Toplum sağlığı korunmak isteniyorsa sağlık emekçilerinin sağlığı korunmalı. Bu yapılmadığı için vakalar gün geçtikçe artıyor.

Sağlık emekçileri robot değil, bunun görülmesi gerekiyor.

Sağlık emekçisinin servis, yemek ve kreş taleplerine yanıt vermezseniz salgını önleme şansınız yok.

Biz her şeyden önce toplum doğru yönlendirilsin, bilgilendirilsin istiyoruz. Toplumdan gerçekler gizlenerek salgınla mücadele edilmez, aksine bu mücadeleye zarar verilir. 

Sağlıkçı arkadaşımız evinde eşine sarılıyor, eşi pozitif olunca kendisi temaslı bile sayılmıyor, test yapılmıyor.

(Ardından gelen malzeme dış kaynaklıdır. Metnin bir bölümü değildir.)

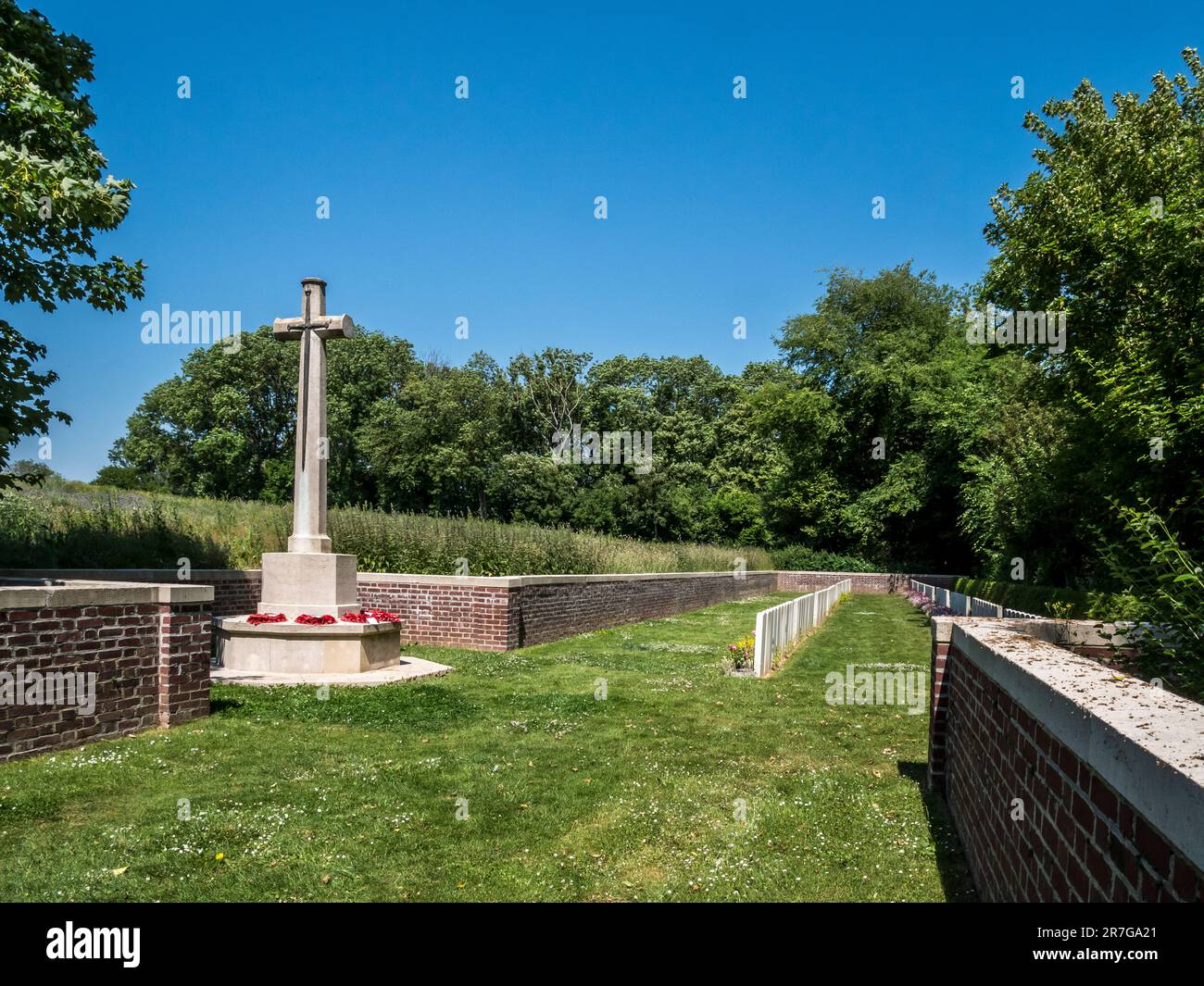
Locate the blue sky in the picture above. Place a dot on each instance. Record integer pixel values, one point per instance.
(484, 207)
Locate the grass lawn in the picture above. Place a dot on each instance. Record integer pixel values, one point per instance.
(633, 797)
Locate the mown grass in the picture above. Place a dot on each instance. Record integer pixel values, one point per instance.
(569, 796)
(73, 525)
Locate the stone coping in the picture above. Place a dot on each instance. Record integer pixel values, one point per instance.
(408, 669)
(497, 581)
(1145, 742)
(169, 576)
(295, 631)
(56, 593)
(516, 581)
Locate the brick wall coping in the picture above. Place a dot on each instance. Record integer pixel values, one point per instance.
(514, 581)
(497, 581)
(1144, 741)
(517, 581)
(132, 574)
(23, 593)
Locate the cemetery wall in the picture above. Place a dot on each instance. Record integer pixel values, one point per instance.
(508, 612)
(519, 610)
(81, 661)
(1066, 781)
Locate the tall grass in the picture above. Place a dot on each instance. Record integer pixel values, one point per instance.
(80, 526)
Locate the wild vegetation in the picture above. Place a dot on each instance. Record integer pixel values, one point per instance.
(514, 779)
(72, 525)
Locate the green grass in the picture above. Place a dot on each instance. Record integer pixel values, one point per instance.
(569, 797)
(75, 525)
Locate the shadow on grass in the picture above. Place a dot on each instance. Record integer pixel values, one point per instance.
(955, 876)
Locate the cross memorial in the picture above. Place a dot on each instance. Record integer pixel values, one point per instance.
(308, 578)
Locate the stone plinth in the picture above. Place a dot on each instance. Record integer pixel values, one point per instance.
(316, 583)
(300, 649)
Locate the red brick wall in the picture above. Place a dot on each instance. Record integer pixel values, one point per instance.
(151, 660)
(235, 590)
(552, 612)
(500, 617)
(1079, 841)
(448, 614)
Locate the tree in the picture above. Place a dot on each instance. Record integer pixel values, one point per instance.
(225, 425)
(878, 420)
(52, 205)
(1110, 231)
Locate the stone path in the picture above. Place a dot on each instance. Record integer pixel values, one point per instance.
(409, 669)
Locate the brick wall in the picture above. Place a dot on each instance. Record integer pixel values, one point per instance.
(549, 612)
(862, 581)
(235, 590)
(148, 648)
(1109, 773)
(505, 613)
(445, 610)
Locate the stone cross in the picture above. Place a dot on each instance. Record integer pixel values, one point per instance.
(313, 328)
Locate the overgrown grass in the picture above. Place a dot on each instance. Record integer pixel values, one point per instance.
(567, 796)
(1082, 605)
(80, 526)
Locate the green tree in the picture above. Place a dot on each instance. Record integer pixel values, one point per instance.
(52, 205)
(225, 425)
(1110, 231)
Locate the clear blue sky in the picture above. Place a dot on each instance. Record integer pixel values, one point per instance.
(484, 208)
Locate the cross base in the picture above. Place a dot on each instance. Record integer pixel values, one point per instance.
(316, 583)
(309, 544)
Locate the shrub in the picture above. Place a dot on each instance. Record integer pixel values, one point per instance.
(1038, 598)
(798, 557)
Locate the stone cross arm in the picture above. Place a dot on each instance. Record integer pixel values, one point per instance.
(325, 328)
(313, 316)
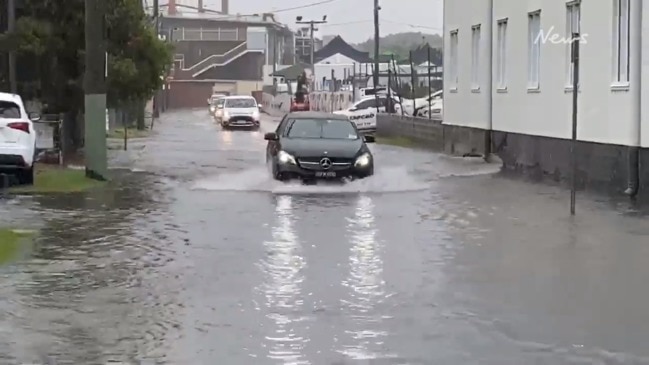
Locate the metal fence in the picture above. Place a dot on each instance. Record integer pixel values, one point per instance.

Salgına yakalandığında 7. Gün işe çağrılıyor, 14 gün karantinası bile uygulanmıyor. Bu sadece sağlıkçıların değil tüm halkın sağlığını riske atıyor, sağlıkçıları vakaların odağı yapıyor.

Sağlıkçılar robotlaştırılıyor, üstelik ölüyoruz... Biz insan değil miyiz? Toplumdaki herkes için ne kadar tehlike varsa, sağlıkçılar için de o kadar tehlike var. Üstelik bu tehlike halkın da sağlığını riske atıyor.